È una figura letteraria assai interessante e originale, che ha saputo conciliare la propria vocazione religiosa, conventuale, con quella poetica. Egli ha dimostrato che anche i motivi religiosi possono avere nella poesia lo stesso diritto di cittadinanza che essi hanno trovato nelle arti figurative: basta esserne intimamente ispirati, basta un sentimento sincero ed una adeguata espressione poetica.

Egli sente nella fede dal profondo del suo animo quella vera poesia che a sua volta canterà con la spontaneità e con l’ardore di un fanciullo nel Natale, nell’Angelus, nelle Api della Madonna ecc.. Oltre alle poesie religiose, il Kupareo, profondamente commosso dalla tragedia nazionale del 1945, ha composto interi cicli di poesie patriottiche, adottando per esse generalmente la forma dei salmi del Vecchio Testamento; col dare la veste biblica all’espressione poetica di questo motivo e fondendo in uno il sentimento religioso e quello patriottico, egli ha voluto dimostrare il carattere sacro del proprio amor patrio, invocando l’aiuto divino per una causa giusta e quindi infondendo speranza agli animi scoraggiati e disperati. Non meno belle e suggestive sono le sue poesie di paesaggio con originali personificazioni degli oggetti e delle forze della natura, in cui non è difficile riconoscere il paesaggio tipicamente croato. Come sono lineari i suoi mezzi espressivi – semplicità di tutt’altro che facile realizzazione – così è immediato il godimento estetico che procurano le sue poesie; la nobiltà dell’ispirazione e la sincerità del sentimento, uniti alla forma artisticamente riuscita, non potevano generare che una poesia autentica”.[8]


Legato


Il legato di Kupareo si può riassumere in una delle sue poesie, Isus u mojoj lađi (Gesù nella mia barca), pubblicata per la prima volta nel febbraio del 1937. Mezzo secolo più tardi, l’autore ha spiegato che questa poesia “immerge sforzo umano nel tempo e nell’eternità”.[9] Lui dice:


“Gesù nella mia barca


Gesù nella mia barca

I flutti senza vita i remi miei respingono.

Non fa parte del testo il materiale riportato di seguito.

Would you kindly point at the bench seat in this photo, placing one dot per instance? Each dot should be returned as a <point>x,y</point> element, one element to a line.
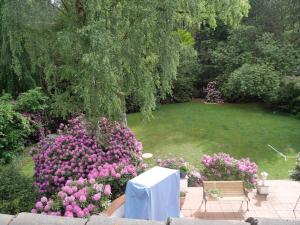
<point>228,191</point>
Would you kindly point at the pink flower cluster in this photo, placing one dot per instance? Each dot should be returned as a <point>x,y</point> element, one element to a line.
<point>74,153</point>
<point>80,198</point>
<point>194,176</point>
<point>222,166</point>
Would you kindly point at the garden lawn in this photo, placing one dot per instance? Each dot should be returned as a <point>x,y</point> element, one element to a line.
<point>190,130</point>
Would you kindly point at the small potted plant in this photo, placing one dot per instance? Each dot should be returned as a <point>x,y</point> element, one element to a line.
<point>182,198</point>
<point>262,188</point>
<point>183,171</point>
<point>214,193</point>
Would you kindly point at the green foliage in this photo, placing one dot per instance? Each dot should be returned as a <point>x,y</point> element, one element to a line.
<point>289,99</point>
<point>252,82</point>
<point>295,174</point>
<point>91,59</point>
<point>32,101</point>
<point>17,192</point>
<point>6,97</point>
<point>14,128</point>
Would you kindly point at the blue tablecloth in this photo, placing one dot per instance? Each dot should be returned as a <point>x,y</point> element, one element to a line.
<point>153,195</point>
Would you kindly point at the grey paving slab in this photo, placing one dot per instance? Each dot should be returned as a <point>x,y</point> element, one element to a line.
<point>101,220</point>
<point>189,221</point>
<point>38,219</point>
<point>268,221</point>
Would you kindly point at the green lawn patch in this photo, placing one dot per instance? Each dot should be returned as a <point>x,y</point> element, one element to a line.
<point>190,130</point>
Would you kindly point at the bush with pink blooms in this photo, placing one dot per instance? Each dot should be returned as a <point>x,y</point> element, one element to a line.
<point>85,197</point>
<point>80,198</point>
<point>222,166</point>
<point>74,153</point>
<point>194,176</point>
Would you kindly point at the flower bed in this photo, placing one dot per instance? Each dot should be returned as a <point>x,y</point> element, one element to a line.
<point>194,177</point>
<point>74,153</point>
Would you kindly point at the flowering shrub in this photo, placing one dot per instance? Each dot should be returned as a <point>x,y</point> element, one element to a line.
<point>295,174</point>
<point>194,177</point>
<point>212,93</point>
<point>14,129</point>
<point>116,175</point>
<point>79,198</point>
<point>222,166</point>
<point>88,196</point>
<point>74,153</point>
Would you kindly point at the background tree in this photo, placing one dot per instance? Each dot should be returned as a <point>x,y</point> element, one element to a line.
<point>104,51</point>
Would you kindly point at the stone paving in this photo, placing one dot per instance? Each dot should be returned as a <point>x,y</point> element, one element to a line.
<point>278,204</point>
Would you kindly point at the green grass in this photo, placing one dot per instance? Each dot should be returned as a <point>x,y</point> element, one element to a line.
<point>190,130</point>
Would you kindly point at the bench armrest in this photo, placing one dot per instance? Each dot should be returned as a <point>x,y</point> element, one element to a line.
<point>246,192</point>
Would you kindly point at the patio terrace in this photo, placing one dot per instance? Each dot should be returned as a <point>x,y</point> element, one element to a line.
<point>278,204</point>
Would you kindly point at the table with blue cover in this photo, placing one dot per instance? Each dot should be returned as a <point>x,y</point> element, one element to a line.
<point>153,195</point>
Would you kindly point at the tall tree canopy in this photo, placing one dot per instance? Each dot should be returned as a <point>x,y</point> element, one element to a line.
<point>93,54</point>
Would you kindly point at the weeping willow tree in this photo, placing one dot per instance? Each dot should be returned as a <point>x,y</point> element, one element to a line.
<point>91,55</point>
<point>106,50</point>
<point>14,66</point>
<point>20,69</point>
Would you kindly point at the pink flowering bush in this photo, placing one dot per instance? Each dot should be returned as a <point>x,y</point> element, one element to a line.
<point>194,176</point>
<point>116,175</point>
<point>78,198</point>
<point>74,153</point>
<point>88,196</point>
<point>222,166</point>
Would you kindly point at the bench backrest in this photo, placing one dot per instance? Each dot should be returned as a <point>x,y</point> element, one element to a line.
<point>226,188</point>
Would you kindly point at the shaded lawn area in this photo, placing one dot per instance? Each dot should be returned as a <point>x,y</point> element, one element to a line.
<point>190,130</point>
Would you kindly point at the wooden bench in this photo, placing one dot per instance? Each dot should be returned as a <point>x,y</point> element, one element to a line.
<point>228,190</point>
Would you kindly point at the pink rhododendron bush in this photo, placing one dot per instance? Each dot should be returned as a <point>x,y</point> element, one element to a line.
<point>222,166</point>
<point>75,152</point>
<point>194,176</point>
<point>84,197</point>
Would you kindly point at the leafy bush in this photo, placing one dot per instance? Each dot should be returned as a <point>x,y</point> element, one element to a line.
<point>32,101</point>
<point>17,192</point>
<point>75,153</point>
<point>14,128</point>
<point>252,82</point>
<point>79,198</point>
<point>213,95</point>
<point>222,166</point>
<point>295,174</point>
<point>6,98</point>
<point>194,177</point>
<point>184,85</point>
<point>289,94</point>
<point>86,197</point>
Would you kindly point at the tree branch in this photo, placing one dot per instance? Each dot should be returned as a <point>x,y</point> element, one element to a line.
<point>55,7</point>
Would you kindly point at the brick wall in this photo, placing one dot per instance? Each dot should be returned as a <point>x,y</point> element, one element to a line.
<point>38,219</point>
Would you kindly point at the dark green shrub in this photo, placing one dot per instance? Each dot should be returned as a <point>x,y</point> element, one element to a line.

Nonostante lo sforzo immane, procedo lentamente.

Placido è il Suo sonno (come se ignorasse il mio esistere)

Non importa. Tuttavia è qui.

La mia tenace fede mi fa sfidare il vento

E so che Gesù è con me.

Quando le mie braccia i pesanti remi fanno cadere

Io mi assopirò e a remare Lui continuerà.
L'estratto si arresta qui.